During the public comment period of the regular meeting, Jackie James-Creedon, director of Citizen Science Community Resources, praised the board for leading from the front on the matter of Tonawanda Coke.
"I would like to applaud the Town Board and Supervisor McMurray for taking lead on this. We did get verbal commitments from the two other municipalities, which is the City of Tonawanda and the Town of Tonawanda, to do the same, however the Town of Grand Island ... has been more proactive, and this is the first resolution that's up for vote."

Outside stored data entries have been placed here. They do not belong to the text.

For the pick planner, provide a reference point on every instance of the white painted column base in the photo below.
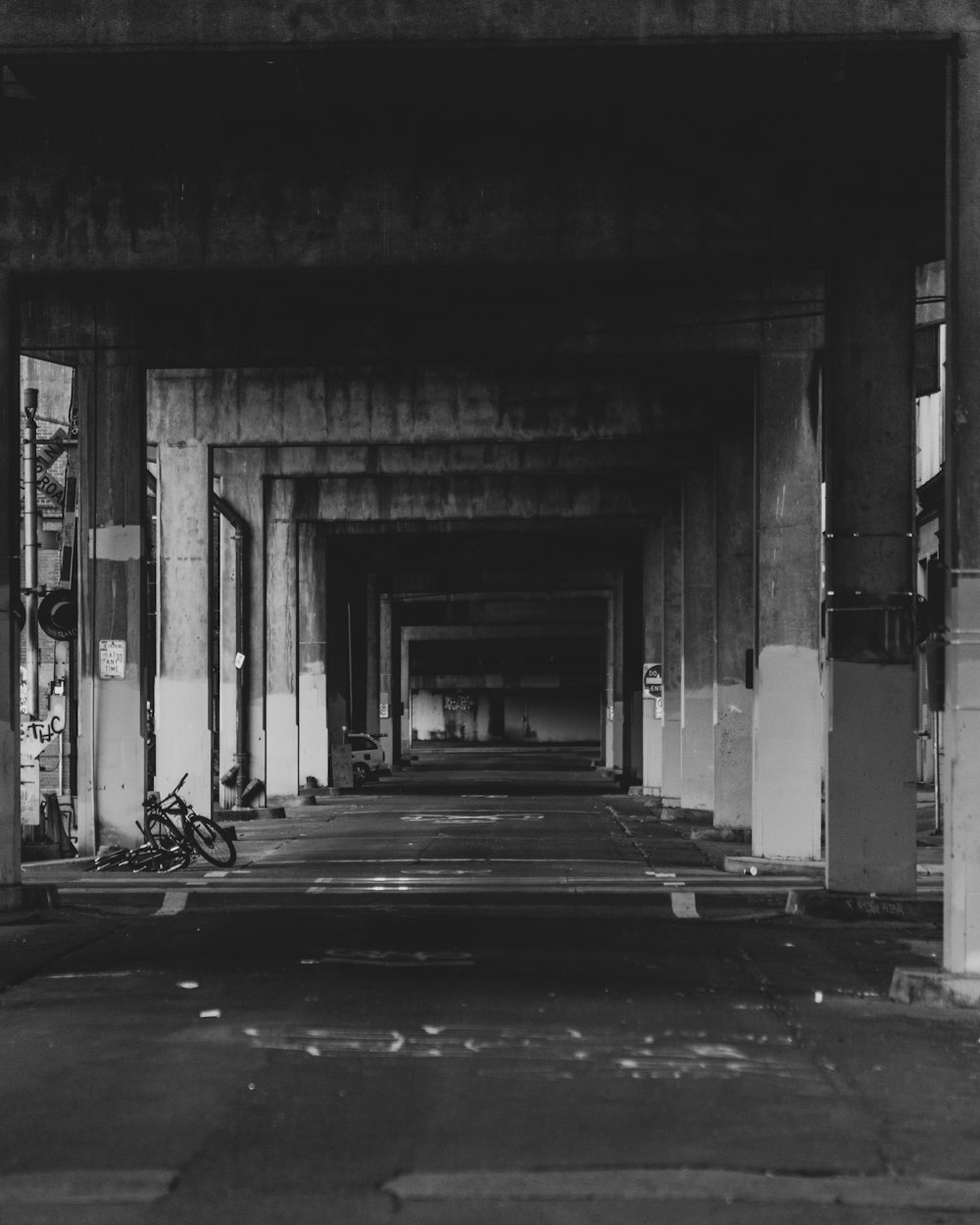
(788, 754)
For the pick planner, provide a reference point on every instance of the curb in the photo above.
(249, 813)
(936, 988)
(861, 906)
(670, 905)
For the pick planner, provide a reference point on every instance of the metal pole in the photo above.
(349, 671)
(30, 547)
(937, 770)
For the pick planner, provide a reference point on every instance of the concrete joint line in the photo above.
(172, 902)
(87, 1186)
(723, 1186)
(684, 905)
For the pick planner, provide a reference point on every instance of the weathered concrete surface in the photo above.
(182, 684)
(871, 682)
(735, 488)
(280, 630)
(231, 24)
(652, 713)
(788, 710)
(961, 543)
(112, 713)
(10, 716)
(393, 176)
(699, 658)
(313, 581)
(788, 713)
(672, 655)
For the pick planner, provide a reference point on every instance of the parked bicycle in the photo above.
(172, 834)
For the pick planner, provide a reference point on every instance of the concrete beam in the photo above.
(483, 632)
(450, 417)
(473, 499)
(250, 24)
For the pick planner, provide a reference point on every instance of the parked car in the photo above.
(367, 755)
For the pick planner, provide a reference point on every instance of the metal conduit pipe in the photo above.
(30, 548)
(241, 615)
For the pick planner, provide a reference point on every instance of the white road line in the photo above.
(684, 906)
(672, 1186)
(172, 902)
(86, 1187)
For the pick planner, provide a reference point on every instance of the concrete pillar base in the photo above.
(27, 897)
(695, 816)
(936, 988)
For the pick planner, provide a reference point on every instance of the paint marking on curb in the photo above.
(86, 1186)
(726, 1186)
(684, 905)
(172, 902)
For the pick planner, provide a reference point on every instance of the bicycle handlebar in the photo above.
(172, 795)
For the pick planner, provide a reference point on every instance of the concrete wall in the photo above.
(529, 716)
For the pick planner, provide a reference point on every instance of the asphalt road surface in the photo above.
(440, 1004)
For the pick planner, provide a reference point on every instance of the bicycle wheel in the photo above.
(111, 858)
(211, 841)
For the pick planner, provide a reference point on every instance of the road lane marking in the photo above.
(547, 1052)
(470, 818)
(86, 1186)
(684, 905)
(873, 1191)
(172, 902)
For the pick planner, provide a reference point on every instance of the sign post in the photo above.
(653, 687)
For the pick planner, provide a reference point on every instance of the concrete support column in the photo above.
(672, 653)
(788, 709)
(617, 679)
(735, 631)
(182, 690)
(653, 653)
(225, 662)
(961, 527)
(385, 694)
(282, 724)
(314, 756)
(112, 713)
(371, 657)
(697, 662)
(405, 672)
(609, 671)
(10, 709)
(871, 685)
(241, 486)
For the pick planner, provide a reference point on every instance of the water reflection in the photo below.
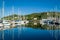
(44, 27)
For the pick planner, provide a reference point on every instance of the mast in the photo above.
(13, 11)
(3, 20)
(3, 9)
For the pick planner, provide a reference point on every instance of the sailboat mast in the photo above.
(13, 12)
(3, 9)
(3, 20)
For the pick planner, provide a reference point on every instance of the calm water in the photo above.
(25, 33)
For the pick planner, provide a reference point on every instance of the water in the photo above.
(27, 33)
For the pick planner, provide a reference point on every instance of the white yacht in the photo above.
(6, 24)
(1, 25)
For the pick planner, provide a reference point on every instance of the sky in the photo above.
(24, 7)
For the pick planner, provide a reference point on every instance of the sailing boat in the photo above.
(5, 22)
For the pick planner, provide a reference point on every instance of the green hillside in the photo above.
(33, 15)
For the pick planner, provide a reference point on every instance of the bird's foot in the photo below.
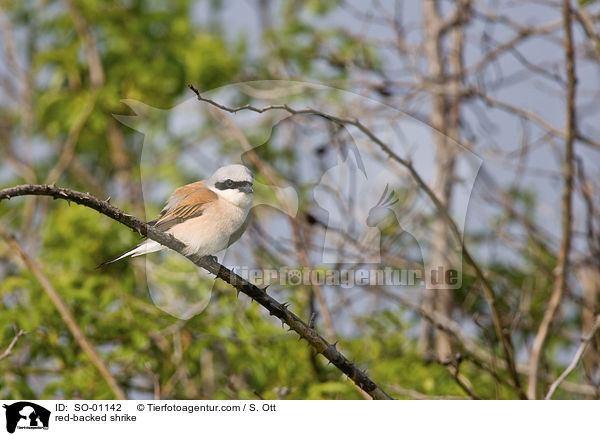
(212, 258)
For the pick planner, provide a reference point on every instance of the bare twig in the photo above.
(560, 283)
(274, 307)
(585, 341)
(12, 344)
(488, 292)
(65, 314)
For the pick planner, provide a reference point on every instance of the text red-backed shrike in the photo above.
(208, 216)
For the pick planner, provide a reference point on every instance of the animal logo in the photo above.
(26, 415)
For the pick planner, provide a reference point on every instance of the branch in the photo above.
(560, 283)
(585, 341)
(12, 344)
(274, 307)
(488, 293)
(65, 314)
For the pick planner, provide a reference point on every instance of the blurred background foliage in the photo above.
(70, 63)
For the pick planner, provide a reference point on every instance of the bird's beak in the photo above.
(247, 189)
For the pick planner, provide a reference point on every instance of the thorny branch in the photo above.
(274, 307)
(488, 293)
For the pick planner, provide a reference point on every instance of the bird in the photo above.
(208, 215)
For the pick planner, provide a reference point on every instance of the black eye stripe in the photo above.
(230, 184)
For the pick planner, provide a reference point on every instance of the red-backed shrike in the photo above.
(208, 216)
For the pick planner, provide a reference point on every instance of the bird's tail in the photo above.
(145, 247)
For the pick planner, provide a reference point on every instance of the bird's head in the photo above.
(233, 183)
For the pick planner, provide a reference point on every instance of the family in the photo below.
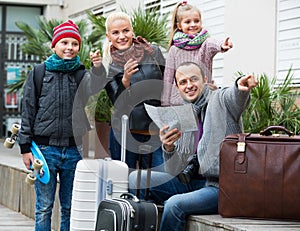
(137, 73)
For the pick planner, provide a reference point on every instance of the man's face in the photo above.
(189, 82)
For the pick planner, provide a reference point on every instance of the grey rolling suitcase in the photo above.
(126, 213)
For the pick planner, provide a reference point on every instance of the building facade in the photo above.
(265, 35)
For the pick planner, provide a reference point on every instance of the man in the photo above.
(219, 112)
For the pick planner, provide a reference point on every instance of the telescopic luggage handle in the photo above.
(267, 131)
(124, 137)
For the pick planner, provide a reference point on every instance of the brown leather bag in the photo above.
(260, 175)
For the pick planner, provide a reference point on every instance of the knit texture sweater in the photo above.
(223, 117)
(203, 56)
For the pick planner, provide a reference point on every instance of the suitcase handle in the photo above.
(267, 131)
(129, 196)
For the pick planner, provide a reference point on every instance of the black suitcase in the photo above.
(126, 213)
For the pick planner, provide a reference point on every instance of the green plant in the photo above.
(272, 104)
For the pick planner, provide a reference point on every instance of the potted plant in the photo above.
(102, 116)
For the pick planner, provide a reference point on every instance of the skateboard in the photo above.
(39, 167)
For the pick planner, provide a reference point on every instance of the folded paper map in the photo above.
(181, 117)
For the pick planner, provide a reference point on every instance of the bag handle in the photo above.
(129, 196)
(267, 131)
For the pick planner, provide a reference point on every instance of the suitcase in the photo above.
(127, 212)
(94, 181)
(260, 175)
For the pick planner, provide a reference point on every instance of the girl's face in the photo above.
(190, 22)
(66, 48)
(120, 34)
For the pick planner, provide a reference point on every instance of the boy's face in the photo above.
(189, 82)
(67, 48)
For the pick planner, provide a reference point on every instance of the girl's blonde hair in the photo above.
(177, 17)
(112, 17)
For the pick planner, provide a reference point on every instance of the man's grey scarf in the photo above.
(199, 108)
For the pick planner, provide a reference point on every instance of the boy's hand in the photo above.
(226, 45)
(246, 83)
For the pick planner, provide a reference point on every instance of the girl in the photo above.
(189, 42)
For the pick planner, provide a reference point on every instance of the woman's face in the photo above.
(120, 34)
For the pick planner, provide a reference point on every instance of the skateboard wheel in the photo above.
(30, 179)
(15, 128)
(9, 143)
(37, 164)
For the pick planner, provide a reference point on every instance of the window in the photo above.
(24, 14)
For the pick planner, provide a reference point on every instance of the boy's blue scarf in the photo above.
(55, 63)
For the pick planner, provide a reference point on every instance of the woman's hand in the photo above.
(129, 69)
(96, 58)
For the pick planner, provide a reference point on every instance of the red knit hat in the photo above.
(67, 29)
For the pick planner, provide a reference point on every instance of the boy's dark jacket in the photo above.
(51, 118)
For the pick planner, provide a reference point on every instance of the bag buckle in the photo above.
(241, 146)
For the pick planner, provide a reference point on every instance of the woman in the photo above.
(132, 61)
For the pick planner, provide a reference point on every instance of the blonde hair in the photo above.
(177, 17)
(112, 17)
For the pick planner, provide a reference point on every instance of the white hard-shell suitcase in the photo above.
(94, 181)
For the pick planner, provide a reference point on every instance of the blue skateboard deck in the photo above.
(44, 176)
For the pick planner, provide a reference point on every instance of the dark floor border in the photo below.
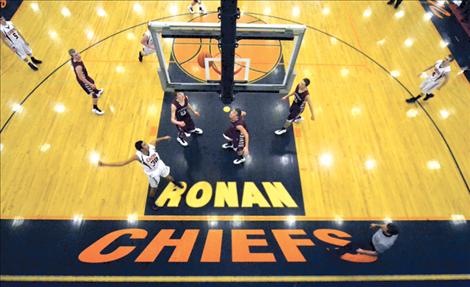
(274, 17)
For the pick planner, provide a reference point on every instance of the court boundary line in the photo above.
(275, 17)
(319, 278)
(249, 218)
(394, 78)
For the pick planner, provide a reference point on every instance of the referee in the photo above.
(382, 240)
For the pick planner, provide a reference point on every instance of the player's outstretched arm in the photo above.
(443, 82)
(245, 134)
(165, 138)
(120, 163)
(310, 105)
(196, 113)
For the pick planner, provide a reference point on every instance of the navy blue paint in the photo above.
(457, 283)
(9, 10)
(43, 247)
(452, 31)
(204, 159)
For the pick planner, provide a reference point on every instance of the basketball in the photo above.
(200, 59)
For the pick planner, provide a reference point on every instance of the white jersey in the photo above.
(150, 39)
(152, 162)
(439, 72)
(10, 33)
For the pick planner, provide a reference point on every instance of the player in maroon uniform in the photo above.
(202, 9)
(237, 135)
(298, 105)
(85, 81)
(182, 119)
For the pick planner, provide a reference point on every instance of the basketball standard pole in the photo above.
(228, 15)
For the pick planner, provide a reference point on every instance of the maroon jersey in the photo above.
(234, 133)
(181, 110)
(300, 98)
(85, 72)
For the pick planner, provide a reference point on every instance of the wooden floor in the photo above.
(360, 111)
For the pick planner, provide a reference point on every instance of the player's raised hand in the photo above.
(245, 151)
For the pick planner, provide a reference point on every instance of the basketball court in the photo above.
(367, 157)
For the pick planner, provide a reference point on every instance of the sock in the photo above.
(34, 67)
(177, 183)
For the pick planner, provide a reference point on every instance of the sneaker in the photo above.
(36, 61)
(413, 99)
(202, 10)
(32, 66)
(197, 131)
(100, 92)
(182, 141)
(280, 131)
(178, 184)
(227, 146)
(239, 160)
(428, 96)
(97, 111)
(191, 10)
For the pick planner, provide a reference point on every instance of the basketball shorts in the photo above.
(161, 171)
(294, 111)
(87, 88)
(189, 125)
(429, 85)
(147, 51)
(22, 50)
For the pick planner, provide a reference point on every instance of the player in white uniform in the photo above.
(438, 78)
(202, 9)
(148, 46)
(16, 42)
(153, 166)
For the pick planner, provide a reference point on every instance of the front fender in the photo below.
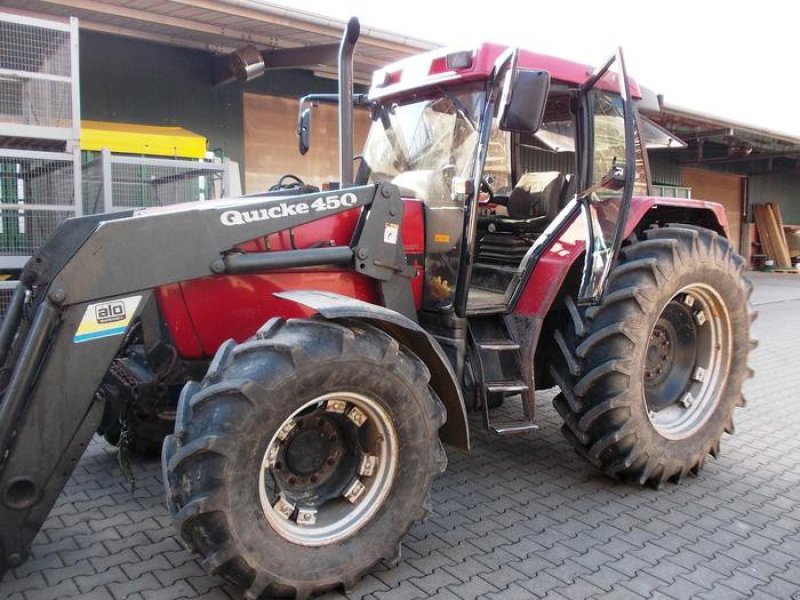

James-Creedon told the board that she spoke Monday with a DEC representative to receive an update on the issue and said, "Tonawanda Coke ... continues to pollute our communities almost on a daily occurrence. They violate their air permit, which is the opacity monitor. They have their own stack monitor right in the stack and they are submitting these numbers to the New York State DEC being well aware that they are in violation."
A court hearing on the matter is set for Oct. 10, she said.
Leuchner, also speaking during the public comment portion of the meeting, encouraged the board to support the resolution and the cease and desist order.
"It's pretty important that we demonstrate solidarity with the communities who are fighting the effects of this air pollution that's coming from this plant that's been going on for decades," he said. "And it's pretty important that we also support the environment conservation commissioner and his attempts to try to get this issue resolved."
Tonawanda Coke hasn't "lived up to their commitments and responsibilities. They've violated the existing permits and rules and regulations that govern air quality regulation in this particular state. In fact, they currently have 174 active violations and probably many more at this moment. So we need to unite with the other communities to keep this menace under control and I would hope that you would approve that resolution this evening."
Councilwoman Beverly Kinney said the vote on Tonawanda Coke "hits very close to home for me. I lived right across on Love Road from the coke plant."
Kinney said, "In my family alone, we had deaths from lung disease. My mom died of lung cancer. She had two different forms of lung cancer, not just one. Someone in our family died from bladder cancer, and I myself have suffered from cancer. That's four people in one household across from the coke plant.
She said other family members have suffered from lymphoma and leukemia.
"When you see 10 people in my family - my close family - have had multiple kinds of cancers - not even the same kinds of cancers, they're all different - you have to start looking and saying, 'Something's not quite right here.' So I applaud the citizen group for all their work and this board for bringing it forward."
McMurray concluded by saying he entered politics in part because he thought the community at large had been taken advantage of "for too long by companies like Tonawanda Coke. You shouldn't drive around the Niagara River, which is the most beautiful river in the entire world, and see these hulking relics from a different period that polluted and killed our people. So I'm proud to be a small, small part of fighting back against that terrible, terrible legacy."